Scharf received a B.A. from Johns Hopkins University and an M.B.A. from New York University. In 1987, barely out of college, Scharf was the youngest professional employee at Commercial Credit Corp. The first person the company had hired directly from college in years, Scharf was in fact still a senior at Johns Hopkins University when he started working there part-time, having sent his résumé to Jamie Dimon through family connections. Six months into the job he was named Dimon’s assistant and “included in every meeting, learning broadly about business and how decisions get made.
As much as Scharf has been mentored by the leading lights of his industry, he has developed a philosophy of his own.
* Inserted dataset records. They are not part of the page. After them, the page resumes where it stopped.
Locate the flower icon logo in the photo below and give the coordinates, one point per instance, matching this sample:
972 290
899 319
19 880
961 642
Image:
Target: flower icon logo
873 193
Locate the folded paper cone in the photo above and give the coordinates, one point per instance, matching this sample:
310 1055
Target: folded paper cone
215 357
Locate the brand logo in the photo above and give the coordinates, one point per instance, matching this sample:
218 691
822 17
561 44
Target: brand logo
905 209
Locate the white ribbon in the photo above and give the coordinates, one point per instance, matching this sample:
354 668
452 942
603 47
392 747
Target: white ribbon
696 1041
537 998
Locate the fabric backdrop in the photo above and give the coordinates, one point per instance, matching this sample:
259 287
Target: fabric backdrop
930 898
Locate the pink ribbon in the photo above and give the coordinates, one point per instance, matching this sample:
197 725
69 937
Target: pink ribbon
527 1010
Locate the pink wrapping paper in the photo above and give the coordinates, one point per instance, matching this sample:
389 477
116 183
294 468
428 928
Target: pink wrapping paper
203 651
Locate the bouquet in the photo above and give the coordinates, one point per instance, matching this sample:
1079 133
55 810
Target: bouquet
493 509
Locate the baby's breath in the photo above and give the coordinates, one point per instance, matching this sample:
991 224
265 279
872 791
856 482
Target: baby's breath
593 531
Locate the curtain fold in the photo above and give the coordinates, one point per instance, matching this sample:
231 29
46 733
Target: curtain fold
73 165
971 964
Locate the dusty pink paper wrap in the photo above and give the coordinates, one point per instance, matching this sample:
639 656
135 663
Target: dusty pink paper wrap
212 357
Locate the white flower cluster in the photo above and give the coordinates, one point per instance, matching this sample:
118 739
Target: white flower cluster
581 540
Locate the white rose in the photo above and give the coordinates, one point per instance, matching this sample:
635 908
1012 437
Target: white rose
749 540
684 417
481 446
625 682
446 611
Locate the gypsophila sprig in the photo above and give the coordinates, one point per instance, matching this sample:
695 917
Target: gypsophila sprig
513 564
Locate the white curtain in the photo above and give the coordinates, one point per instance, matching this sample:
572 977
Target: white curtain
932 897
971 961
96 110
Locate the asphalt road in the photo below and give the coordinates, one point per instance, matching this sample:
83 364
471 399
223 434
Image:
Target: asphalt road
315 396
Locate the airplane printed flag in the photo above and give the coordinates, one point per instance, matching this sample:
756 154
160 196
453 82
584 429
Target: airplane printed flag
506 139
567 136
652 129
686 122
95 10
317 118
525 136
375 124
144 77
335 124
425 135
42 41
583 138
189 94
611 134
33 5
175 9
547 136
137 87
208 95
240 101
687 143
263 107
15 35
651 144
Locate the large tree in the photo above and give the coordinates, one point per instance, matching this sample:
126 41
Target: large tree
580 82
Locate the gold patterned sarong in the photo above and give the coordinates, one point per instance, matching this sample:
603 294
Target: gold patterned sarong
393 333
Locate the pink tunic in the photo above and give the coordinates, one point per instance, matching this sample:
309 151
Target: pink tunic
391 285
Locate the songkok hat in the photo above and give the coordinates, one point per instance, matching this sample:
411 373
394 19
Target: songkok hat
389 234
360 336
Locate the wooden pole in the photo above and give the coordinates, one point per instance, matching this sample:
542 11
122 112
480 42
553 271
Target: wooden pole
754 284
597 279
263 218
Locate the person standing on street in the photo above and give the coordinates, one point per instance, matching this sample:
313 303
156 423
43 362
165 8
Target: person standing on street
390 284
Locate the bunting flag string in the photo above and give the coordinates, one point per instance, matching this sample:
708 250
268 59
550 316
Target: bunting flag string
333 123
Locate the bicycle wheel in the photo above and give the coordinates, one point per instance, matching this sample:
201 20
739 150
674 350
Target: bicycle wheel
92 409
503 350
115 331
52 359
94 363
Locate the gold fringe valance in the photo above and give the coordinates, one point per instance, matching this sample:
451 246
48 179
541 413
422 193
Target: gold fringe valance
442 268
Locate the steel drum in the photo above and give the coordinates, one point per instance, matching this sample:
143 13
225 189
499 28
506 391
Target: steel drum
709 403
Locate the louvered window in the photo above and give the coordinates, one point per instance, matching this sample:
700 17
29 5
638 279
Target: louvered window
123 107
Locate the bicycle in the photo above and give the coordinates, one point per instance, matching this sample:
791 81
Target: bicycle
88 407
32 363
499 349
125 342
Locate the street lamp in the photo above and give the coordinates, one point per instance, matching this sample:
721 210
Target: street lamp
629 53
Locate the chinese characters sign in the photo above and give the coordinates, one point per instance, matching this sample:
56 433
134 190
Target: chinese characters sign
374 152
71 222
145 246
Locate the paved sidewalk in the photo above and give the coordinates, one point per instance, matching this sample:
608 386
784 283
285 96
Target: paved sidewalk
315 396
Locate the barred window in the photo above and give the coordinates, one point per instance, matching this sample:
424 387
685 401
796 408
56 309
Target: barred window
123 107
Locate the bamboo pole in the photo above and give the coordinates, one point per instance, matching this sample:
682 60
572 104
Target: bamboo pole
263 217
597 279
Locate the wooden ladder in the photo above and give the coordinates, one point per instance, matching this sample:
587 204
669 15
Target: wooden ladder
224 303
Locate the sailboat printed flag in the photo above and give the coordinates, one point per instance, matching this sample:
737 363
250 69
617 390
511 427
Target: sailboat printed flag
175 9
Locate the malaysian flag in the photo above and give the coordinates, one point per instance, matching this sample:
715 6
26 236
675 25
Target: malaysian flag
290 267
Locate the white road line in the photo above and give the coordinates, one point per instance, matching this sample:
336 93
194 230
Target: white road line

In part, that was shaped by his Executive MBA from Stern, which he completed in 1991 and, he said, helped put his work experience into perspective. “In my experience,” he reflected, “good business is all about stepping back, asking questions, and accumulating the expertise to make the best decisions, whether those are business decisions or people decisions.
Scharf, at age 48, took over as the company's CEO in November 2012, succeeded Joseph Saunders. He was also appointed as a board member after increasing the size of the board to eleven members from ten. He has more than 25 years of financial services, payments systems and leadership experience. He was also a director of Visa and its predecessor, Visa U.S.A., from 2003 to 2011. Payments technology company Visa, Inc. (V) revealed in a regulatory filing on Friday that Chief Executive Officer Charles Scharf received a 2013 total compensation of $24.20 million, including base salary, stock grants and incentives in 2013.
Scharf is earning praise from analysts and insiders for breaking with tradition. He has made Visa, No. 238 on the Fortune 500 with $11.8 billion in revenue, more open to merchants and tech innovation. He oversees a network with 2.2 billion cards accepted by 36 million merchants globally. And he has done it with little flash: He mostly avoids press; sources describe him as “all-business.”